In addition to the many fruiting clones, there are two popular garden hazels with long husks. These are described below; the use of the name C. maxima is useful here in that it helps to avoid confusion with similar mutants which display the short husks of C. avellana (and are discussed here, under that species, as ‘Rotblättrige Zellernuss’).


'Frühe van Frauendorf'

Common Names
Red Filbert

A clone (or group of clones) selected both for ornament and for nut production, with reddish-purple young leaves fading to green, and reddish husks which are significantly longer than the nut – this is the feature differentiating ‘Frühe van Frauendorf’ from the rather commoner fruiting forms of Corylus avellana which are treated here under ‘Rotblättrige Zellernuss’. In ‘Purpurea’, which is commoner in gardens but does not fruit very well, the leaves remain purple through summer.

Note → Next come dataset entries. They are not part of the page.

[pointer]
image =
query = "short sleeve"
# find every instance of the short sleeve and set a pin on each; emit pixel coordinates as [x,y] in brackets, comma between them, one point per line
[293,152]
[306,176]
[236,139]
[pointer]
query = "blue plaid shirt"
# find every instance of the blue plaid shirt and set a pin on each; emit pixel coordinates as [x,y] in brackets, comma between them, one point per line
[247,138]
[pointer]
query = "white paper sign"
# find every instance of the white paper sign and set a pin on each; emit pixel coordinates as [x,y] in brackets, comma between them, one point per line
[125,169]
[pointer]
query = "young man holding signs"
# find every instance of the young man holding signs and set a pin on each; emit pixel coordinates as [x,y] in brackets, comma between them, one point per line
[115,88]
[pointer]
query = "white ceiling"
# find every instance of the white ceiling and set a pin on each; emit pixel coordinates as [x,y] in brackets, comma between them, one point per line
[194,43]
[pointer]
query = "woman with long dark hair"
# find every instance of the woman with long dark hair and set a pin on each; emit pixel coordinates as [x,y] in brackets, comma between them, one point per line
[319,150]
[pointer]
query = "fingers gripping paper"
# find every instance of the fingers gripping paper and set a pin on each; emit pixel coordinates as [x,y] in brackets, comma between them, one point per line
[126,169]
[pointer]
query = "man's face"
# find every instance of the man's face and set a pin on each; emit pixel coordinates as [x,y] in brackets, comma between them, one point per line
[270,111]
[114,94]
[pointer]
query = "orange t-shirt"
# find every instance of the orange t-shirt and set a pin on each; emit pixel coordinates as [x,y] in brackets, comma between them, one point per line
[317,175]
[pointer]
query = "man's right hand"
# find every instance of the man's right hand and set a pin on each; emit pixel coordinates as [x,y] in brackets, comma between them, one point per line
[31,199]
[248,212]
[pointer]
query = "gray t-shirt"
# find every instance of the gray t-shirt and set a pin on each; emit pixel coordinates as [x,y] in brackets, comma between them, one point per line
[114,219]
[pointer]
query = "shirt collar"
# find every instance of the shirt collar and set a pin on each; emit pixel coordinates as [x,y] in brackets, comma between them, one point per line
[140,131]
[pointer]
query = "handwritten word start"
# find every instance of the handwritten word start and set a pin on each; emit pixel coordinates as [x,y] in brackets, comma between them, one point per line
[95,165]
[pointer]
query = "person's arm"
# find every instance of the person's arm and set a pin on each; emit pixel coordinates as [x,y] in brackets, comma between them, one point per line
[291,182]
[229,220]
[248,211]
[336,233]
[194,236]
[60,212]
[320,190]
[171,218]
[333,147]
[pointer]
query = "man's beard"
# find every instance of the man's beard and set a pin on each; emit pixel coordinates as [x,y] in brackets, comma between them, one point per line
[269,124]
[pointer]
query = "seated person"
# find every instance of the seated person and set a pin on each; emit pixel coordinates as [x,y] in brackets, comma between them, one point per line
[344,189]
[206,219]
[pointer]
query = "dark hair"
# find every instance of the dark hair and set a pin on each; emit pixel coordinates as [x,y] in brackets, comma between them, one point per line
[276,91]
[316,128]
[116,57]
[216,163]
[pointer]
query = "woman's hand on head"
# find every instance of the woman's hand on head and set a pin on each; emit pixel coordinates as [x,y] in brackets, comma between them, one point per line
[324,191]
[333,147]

In North America, nut-trees of this sort have been sold as ‘Fortin’, after being found in the abandoned hazel orchard of a French immigrant, Mr Fortin, in Washington State (Jacobson 1996). Jacobson also mentions a ‘Red Fortin’, which had shorter husks and probably represented the ‘Rotblättrige Zellernuss’ group.


'Purpurea'

Common Names
Purple Filbert

Synonyms / alternative names
Corylus maxima 'Atropurpurea'

This – for anyone who enjoys purple foliage – is the best dark red-leaved hazel, holding its colour well and only fading to dark green through summer in dense shade. The catkins and husks are also purplish-red, though this is not a plant which fruits abundantly.

The very long husk has led all authorities to treat ‘Purpurea’ as a cultivar of Corylus maxima, and provides a point of distinction from the various red-leaves selections of C. avellana (with short husks), all of whose leaves turn to green through summer. (See Corylus avellana ‘Rotblättrige Zellernuss’ for a discussion of these forms, for which the cultivar name ‘Purpurea’ has also sometimes been used.) ‘Purpurea’ is not as vigorous as some C. maxima variants, although a specimen at Fanhams Hall in Hertfordshire shows that it is possible to make it into a small tree by training it to a single stem (Tree Register 2023).

Long-husked fruiting hazels whose purple young leaves quickly fade to green are also cultivated: see ‘Frühe van Frauendorf’ above.